Cyclophosphamide for multiple sclerosis

Abstract

Background: Multiple sclerosis is a presumed cell-mediated autoimmune disease of the central nervous system. Cyclophosphamide (CFX) is a cytotoxic and immunosuppressive agent, used in systemic autoimmune diseases. Controversial results have been reported on its efficacy in MS. We conducted a systematic review of all relevant trials, evaluating the CFX efficacy in patients with progressive MS.

Objectives: The main objectives were to determine whether CFX slows the disease progression.

Search strategy: Electronic databases (including MEDLINE, EMBASE, Cochrane Controlled Trials Register) were systematically searched. References list of retrieved studies and conference abstracts on the main meetings on Multiple Sclerosis were handsearched.

Selection criteria: Randomised controlled trials (RCTs) evaluating the clinical effect of CFX treatment in patients affected by clinically definite progressive MS. CFX had to be administered alone or in combination with ACTH or steroids. The comparison group had to be placebo or no treatment or the same co intervention (ACTH or steroids) The main outcome criteria were : progression of disability (defined as an increase of 0.5 point in Kurtzke Extended Disability Status Scale (EDSS) for patients with baseline EDSS > or = 6 and 1 for EDSS < or = 5.5), differences of disability between treatment-control groups and the number of patients with side effects.

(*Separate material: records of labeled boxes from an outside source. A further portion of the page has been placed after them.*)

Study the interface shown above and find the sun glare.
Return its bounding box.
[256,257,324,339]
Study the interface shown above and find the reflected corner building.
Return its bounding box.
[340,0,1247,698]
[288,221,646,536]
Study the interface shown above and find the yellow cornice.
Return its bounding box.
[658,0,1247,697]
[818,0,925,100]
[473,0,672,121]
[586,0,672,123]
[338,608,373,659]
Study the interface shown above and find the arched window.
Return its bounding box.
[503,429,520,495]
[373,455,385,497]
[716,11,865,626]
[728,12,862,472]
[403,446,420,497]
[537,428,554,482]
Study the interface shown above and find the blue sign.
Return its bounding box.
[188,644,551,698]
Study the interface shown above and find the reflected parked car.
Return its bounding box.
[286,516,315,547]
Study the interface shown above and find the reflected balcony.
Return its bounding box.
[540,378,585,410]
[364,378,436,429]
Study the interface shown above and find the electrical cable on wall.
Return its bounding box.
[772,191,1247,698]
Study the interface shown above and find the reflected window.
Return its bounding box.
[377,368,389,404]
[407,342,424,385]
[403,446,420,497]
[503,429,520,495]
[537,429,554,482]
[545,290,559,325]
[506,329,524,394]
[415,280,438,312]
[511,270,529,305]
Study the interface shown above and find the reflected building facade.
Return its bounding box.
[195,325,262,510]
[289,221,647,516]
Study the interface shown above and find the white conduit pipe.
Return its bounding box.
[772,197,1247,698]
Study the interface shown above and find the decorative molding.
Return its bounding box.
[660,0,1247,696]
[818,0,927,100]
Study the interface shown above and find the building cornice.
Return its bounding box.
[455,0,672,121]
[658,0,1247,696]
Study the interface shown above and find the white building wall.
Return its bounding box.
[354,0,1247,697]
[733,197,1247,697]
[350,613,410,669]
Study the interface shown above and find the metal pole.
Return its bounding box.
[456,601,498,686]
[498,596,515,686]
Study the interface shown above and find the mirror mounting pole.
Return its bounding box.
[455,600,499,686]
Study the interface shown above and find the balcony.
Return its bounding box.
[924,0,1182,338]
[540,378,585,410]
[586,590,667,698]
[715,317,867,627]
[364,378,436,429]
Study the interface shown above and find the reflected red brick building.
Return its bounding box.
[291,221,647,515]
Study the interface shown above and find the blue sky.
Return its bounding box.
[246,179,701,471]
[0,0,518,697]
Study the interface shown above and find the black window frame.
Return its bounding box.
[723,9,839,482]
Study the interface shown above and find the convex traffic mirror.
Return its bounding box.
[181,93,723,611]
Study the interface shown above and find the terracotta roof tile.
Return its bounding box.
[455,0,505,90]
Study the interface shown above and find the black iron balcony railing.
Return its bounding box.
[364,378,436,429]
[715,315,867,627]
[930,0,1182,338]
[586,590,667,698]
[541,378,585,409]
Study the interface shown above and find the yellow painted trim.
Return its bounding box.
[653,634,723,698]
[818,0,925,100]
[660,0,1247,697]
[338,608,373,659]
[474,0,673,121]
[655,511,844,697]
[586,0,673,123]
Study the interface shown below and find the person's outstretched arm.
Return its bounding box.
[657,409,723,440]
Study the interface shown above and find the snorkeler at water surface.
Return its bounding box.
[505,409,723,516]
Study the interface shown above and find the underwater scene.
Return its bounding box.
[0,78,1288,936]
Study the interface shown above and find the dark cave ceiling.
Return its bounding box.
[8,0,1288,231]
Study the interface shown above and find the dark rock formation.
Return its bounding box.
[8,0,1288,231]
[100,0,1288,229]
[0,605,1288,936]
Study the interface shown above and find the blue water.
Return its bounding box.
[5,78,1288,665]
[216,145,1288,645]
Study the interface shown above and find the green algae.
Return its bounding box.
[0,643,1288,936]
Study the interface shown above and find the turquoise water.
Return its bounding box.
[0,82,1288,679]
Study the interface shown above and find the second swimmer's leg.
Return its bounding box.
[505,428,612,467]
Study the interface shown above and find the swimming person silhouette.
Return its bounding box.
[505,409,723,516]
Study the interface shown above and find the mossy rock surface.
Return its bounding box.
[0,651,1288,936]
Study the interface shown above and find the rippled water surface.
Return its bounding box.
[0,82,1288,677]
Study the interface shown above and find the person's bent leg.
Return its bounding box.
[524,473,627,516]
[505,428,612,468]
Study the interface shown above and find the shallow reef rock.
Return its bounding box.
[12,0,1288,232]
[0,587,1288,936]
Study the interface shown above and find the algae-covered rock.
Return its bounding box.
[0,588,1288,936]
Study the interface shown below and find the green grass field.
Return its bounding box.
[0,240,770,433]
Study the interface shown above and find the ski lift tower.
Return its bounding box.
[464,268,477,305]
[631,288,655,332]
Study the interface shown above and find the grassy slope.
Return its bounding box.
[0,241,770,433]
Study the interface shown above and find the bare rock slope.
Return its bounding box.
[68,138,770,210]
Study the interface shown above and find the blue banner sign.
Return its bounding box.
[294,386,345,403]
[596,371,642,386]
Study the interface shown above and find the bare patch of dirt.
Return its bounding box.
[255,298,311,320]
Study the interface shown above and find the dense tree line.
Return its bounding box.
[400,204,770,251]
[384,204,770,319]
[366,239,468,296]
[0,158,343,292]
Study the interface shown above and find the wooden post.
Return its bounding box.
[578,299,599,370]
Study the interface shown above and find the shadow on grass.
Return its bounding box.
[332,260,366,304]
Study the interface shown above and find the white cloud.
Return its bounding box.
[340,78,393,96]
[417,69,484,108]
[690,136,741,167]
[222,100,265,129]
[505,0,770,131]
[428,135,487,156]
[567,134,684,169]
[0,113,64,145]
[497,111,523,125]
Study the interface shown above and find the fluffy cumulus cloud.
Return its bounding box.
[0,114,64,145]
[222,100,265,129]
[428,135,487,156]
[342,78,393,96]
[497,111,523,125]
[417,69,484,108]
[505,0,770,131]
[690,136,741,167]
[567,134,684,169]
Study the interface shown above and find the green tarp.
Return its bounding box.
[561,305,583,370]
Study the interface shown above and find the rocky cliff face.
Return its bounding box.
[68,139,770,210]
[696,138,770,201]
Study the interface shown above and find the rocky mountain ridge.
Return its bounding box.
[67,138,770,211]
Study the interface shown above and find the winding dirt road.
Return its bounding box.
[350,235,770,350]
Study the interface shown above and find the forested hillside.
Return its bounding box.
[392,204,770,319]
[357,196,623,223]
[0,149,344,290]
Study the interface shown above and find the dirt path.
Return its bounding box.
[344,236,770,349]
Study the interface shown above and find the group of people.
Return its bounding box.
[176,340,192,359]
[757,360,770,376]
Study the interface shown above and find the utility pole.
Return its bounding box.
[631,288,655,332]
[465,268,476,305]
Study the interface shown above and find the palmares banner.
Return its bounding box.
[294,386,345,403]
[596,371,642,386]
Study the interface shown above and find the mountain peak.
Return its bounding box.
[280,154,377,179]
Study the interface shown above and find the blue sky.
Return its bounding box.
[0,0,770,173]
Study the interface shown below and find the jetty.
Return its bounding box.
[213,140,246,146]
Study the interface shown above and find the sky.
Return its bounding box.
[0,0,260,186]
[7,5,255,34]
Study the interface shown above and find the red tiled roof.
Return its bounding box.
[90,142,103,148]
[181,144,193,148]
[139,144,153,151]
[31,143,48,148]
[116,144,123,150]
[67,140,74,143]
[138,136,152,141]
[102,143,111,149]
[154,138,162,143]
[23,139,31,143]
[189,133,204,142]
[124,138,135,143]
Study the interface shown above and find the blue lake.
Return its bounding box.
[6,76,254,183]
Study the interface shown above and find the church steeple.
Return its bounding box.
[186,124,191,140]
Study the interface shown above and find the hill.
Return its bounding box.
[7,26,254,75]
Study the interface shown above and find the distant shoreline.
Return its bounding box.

Data collection and analysis: The identified references were reviewed by two reviewers who independently decided the eligibility of the study, extracted and summarized data and assessed the trial's quality. The statistical analysis was performed using the Cochrane RevMan software and analyzed using Cochrane MetaView.

Main results: Of the 326 identified references, 80 were selected for full review, only four RCTs were selected for the final analysis. Intensive immunosuppression with CFX (alone or associated with ACTH or prednisone) in patients with progressive MS compared to placebo or no-treatment (152 participants) did not prevent the long -term (12-18-24 months) risk to evolution to a next step of EDSS. However, the mean change in disability (final disability subtracted from the baseline) significantly favoured the treated group at 12 (effect size - 0.21; C. I. - 0.24, - 0.17) and 18 months (- 0.19; C. I. - 0.24, - 0.14). We were not able to verify the efficacy of other schedules. Five patients died; sepsis and amenorrhea frequently occurred in treated patients (descriptive analysis).

Reviewer's conclusions: Only limited objectives were reached. This review shows a role of CFX in the treatment of progressive MS, but less toxic schedules must be considered, before its use in the clinical practice.